At Wooly Mammoth Theatre

The press release from the theatre says this about the show. “It’s the final boarding call for African American Airlines’ Flight 1619 to Africa, and every Black person in the United States gets a free ticket. In a kaleidoscope of scenes capturing the moments surrounding this outrageous departure, Jordan E. Cooper’s vibrant, no-holds-barred comedy examines the lives of Black Americans in the aftermath of the election of a Black president – and hurtling toward the point of no return.”

There is no question Jordan Cooper is a brilliant young playwright and he captured what I, as an older white man, believe was the feeling of many Black Americans with the election of Barack Obama.  Cooper wrote this play when he was a student at the New School in New York and it was produced as a workshop production at the Public Theater in New York in 2017 when he was just 22. 

It has all the passion and energy I have seen in my young friends who live in these turbulent times. They want to, and should, change this world for the better. Cooper portrays racism in all its versions and in many ways hits us over the head with it, but does it with humor, which is a good thing.

DJ Corey Photography, courtesy of Woolly Mammoth Theatre Company
Cast  DJ Corey Photography, courtesy of Woolly Mammoth Theatre Company

Let me begin by saying the acting is brilliant. Jon Hudson Odom (Peaches) is a marvel and commands the stage with his presence. The rest of the cast is also incredible and I hesitate to pick out any one for special mention as they are all special. When they speak you listen. Shannon Dorsey, Breon Arzell, Lanisa Frederick, Melanie A. Lawrence, Shannon Matesky, Brandi Porter, Joshua Street, and Renee Elizabeth Wilson take what Cooper wrote and bring it alive. They manage to mix the humor with the seriousness of the topic which only great actors can do. 

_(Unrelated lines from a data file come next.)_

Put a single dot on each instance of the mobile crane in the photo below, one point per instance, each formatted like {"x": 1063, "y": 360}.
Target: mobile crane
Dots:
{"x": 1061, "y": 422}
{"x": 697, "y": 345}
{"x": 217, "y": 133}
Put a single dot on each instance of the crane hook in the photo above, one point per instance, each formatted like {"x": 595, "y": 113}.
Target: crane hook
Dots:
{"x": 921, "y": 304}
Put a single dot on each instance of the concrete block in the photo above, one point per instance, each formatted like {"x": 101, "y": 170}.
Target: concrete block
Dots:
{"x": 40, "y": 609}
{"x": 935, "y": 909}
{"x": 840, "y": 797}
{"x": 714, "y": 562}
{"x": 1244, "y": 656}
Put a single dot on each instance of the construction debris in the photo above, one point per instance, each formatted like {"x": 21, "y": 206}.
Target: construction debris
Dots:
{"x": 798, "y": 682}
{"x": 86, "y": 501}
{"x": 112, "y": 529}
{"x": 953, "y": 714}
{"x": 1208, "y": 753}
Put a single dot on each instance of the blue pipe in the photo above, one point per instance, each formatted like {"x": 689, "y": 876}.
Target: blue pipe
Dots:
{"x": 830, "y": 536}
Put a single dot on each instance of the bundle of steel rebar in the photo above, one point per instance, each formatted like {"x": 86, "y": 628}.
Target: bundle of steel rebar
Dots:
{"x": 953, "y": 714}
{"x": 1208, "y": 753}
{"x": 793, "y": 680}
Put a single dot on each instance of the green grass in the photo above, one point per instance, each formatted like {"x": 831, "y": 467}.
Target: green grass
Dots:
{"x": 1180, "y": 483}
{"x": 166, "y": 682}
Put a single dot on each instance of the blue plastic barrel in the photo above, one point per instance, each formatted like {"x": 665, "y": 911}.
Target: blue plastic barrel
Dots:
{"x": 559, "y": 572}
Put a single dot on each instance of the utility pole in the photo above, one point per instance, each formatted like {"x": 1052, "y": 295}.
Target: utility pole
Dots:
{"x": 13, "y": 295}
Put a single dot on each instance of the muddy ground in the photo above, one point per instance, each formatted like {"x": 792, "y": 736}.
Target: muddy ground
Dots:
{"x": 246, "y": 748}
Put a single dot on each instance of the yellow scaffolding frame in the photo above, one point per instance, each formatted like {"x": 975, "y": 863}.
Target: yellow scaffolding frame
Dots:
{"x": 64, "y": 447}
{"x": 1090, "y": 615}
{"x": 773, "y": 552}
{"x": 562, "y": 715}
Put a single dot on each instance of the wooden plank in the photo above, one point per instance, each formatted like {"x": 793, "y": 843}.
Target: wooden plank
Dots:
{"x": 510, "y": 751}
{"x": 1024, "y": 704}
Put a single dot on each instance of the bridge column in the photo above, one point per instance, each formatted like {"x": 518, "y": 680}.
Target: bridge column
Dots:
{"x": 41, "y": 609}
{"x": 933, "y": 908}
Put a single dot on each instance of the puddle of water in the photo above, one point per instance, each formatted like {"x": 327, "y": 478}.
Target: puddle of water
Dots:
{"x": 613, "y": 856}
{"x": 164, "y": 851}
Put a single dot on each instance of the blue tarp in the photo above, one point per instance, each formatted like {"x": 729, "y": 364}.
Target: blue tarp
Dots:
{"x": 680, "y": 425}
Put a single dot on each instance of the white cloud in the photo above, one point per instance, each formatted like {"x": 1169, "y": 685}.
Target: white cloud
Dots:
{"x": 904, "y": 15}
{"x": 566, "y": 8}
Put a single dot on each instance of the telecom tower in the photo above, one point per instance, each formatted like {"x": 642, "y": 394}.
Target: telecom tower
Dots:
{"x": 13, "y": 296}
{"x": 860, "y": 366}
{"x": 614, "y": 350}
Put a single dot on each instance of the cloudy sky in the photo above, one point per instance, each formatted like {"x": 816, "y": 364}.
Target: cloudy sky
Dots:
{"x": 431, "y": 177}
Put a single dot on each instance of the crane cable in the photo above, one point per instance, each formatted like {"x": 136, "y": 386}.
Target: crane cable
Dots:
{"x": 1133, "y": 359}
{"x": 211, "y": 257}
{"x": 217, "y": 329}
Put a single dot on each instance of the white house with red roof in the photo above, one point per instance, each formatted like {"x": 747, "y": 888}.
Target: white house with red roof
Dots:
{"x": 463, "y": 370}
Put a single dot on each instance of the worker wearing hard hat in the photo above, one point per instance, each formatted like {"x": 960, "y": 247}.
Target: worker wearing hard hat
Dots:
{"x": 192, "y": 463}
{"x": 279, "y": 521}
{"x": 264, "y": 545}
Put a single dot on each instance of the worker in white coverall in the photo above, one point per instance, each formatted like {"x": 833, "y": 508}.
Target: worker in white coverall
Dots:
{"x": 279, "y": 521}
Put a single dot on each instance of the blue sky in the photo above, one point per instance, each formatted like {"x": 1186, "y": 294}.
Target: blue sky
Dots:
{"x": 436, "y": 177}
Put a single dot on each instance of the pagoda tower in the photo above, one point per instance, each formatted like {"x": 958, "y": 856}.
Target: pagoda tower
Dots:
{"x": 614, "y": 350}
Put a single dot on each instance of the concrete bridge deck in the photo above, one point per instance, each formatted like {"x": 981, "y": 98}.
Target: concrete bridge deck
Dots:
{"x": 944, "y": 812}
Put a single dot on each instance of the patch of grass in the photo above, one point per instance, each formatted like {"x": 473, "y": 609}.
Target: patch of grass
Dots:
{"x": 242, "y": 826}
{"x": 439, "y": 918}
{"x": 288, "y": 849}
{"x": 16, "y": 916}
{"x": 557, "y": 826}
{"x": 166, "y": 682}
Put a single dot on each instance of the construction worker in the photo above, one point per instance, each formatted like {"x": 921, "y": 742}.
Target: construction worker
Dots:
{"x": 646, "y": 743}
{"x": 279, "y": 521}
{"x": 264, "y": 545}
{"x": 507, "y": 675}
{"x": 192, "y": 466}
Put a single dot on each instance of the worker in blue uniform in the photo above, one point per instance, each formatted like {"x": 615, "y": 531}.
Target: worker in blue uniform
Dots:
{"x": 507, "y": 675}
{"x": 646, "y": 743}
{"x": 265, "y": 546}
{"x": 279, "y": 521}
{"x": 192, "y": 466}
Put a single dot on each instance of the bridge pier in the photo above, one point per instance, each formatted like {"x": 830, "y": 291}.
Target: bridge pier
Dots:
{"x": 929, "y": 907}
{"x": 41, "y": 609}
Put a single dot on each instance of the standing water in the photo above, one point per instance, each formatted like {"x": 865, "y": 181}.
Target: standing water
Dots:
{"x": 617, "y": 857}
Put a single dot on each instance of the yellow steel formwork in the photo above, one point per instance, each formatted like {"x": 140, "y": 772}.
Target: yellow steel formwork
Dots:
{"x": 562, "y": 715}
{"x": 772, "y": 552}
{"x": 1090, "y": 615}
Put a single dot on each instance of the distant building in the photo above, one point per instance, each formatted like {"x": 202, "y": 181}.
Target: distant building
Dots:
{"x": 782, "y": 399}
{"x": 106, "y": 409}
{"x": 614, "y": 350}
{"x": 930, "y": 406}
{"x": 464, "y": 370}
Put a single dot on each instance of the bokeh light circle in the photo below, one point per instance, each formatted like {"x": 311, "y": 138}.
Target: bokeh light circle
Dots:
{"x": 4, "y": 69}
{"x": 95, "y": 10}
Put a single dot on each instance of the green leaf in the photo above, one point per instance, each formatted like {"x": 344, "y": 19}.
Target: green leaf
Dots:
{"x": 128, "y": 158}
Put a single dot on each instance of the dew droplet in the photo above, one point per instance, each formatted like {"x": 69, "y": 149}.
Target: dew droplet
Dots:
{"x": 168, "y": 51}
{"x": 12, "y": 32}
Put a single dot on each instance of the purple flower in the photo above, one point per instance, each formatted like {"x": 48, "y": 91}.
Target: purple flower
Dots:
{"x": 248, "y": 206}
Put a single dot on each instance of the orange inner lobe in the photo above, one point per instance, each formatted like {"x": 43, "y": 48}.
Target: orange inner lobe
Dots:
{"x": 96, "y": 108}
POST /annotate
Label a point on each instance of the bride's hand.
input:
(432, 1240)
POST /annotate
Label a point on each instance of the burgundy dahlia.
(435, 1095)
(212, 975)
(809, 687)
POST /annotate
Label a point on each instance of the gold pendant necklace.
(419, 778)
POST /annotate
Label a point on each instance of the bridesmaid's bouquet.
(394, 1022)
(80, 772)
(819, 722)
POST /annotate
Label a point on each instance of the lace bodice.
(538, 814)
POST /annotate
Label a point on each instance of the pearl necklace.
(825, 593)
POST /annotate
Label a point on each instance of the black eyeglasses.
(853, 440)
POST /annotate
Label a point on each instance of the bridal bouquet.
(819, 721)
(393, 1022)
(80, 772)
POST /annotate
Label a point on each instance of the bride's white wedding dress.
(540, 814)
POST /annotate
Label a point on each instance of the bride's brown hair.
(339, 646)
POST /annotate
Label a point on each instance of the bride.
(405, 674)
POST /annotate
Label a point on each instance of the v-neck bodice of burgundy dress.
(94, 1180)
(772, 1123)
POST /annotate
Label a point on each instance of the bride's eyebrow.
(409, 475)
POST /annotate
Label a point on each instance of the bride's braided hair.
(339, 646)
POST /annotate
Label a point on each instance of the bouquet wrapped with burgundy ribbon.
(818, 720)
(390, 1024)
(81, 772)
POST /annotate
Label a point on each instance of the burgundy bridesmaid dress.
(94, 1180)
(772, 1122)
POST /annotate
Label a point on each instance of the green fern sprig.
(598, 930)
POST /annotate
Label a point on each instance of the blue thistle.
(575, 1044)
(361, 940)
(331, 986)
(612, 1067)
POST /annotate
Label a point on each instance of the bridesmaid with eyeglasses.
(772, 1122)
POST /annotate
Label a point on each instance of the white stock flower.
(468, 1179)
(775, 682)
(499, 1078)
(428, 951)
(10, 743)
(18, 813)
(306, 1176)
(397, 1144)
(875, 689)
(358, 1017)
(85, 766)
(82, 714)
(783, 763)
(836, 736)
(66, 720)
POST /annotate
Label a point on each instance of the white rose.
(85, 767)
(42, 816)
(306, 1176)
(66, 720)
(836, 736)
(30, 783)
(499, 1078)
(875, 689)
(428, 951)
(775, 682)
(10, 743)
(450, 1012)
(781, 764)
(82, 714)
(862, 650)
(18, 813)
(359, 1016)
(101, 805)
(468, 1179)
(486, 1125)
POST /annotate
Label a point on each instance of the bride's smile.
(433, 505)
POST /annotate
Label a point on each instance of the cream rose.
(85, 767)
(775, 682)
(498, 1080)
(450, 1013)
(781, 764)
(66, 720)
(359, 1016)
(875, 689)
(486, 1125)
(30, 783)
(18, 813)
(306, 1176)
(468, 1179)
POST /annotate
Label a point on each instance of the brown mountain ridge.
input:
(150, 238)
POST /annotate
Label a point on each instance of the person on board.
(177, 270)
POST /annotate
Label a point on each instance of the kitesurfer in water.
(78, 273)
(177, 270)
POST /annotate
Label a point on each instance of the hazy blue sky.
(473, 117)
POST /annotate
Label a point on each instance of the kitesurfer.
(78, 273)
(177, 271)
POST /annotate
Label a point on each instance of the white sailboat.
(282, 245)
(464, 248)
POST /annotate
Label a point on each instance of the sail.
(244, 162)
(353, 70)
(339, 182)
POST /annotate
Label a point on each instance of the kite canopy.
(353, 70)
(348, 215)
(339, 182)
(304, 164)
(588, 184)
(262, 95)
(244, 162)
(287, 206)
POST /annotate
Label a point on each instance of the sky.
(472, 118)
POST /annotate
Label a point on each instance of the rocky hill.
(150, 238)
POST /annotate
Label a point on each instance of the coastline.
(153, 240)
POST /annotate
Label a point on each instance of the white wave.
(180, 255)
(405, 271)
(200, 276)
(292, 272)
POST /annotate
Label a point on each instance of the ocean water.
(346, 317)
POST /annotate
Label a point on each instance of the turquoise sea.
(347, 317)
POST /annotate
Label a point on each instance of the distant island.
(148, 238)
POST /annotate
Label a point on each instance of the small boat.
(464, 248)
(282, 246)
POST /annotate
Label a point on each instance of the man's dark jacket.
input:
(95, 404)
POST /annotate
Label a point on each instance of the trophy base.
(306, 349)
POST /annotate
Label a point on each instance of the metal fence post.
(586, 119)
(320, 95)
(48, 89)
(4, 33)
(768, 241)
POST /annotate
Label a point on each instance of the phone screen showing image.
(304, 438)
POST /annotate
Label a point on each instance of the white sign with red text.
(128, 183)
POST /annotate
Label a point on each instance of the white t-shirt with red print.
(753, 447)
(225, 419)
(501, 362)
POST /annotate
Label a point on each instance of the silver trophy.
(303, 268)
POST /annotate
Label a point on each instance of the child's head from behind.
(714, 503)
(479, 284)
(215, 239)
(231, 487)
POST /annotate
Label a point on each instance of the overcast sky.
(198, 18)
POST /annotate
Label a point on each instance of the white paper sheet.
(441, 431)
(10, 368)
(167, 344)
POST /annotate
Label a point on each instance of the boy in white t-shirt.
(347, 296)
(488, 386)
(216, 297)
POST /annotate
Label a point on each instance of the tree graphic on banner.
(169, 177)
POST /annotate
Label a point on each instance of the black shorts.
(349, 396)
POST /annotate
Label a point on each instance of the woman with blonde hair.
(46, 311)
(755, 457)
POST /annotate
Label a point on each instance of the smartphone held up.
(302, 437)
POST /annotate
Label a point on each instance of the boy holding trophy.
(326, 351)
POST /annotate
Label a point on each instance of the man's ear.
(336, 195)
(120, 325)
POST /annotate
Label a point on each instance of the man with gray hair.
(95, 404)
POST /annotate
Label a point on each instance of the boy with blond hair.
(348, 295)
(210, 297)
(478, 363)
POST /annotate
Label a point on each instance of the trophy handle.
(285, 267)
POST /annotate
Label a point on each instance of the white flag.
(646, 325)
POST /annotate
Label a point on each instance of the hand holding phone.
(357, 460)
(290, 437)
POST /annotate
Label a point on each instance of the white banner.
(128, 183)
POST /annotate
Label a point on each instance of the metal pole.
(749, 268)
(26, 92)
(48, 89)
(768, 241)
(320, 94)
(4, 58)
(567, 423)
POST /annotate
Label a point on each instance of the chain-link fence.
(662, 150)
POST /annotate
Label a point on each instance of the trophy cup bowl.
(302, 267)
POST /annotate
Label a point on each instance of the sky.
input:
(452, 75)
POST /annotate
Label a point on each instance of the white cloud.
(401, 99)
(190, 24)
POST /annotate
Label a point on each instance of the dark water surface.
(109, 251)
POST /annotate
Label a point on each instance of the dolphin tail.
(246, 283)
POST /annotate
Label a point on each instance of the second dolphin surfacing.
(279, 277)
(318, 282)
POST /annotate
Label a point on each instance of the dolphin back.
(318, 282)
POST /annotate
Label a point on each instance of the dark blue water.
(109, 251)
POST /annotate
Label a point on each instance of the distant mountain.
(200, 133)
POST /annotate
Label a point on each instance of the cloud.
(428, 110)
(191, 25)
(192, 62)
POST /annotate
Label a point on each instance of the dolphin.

Then there is the superlative creative team who help bring all this alive for the audience. From lighting to wigs and costumes, they add to both the drama and humor. Colin K. Bills, Lighting Designer; Korie Booker, Wig Stylist; Jyreika Guest, Fight and Intimacy Coordinator; Yvonne L. Miranda, Costume Designer; and Dana Hurd, Special Effects and Makeup Stylist. 

So yes, I enjoyed Ain’t No Mo’, but I have to warn you this play is presented without intermission. It is one hour and fifty-five minutes long. Add to that an 8:00 pm curtain and the play didn’t begin until 8:20. So you were in your seat for no less than two hours and fifteen minutes without an intermission. That is too long. 

I assume that was the choice of Lili-Anne Brown who directed this production. While I enjoyed the play there were many scenes which could have been shortened. There seemed to be ways to easily cut at least twenty minutes out of the production without anyone missing the point it was making, one which is important for people to hear. 

The New York Times in reviewing the New York production said, AIN’T NO MO’ is “…thrilling, bewildering, campy, shrewd, mortifying, scary, devastating, and deep.” I agree with all that for this production but would definitely add, ‘too long’. Ain’t No Mo’ is at the Woolly Mammoth until October 9th.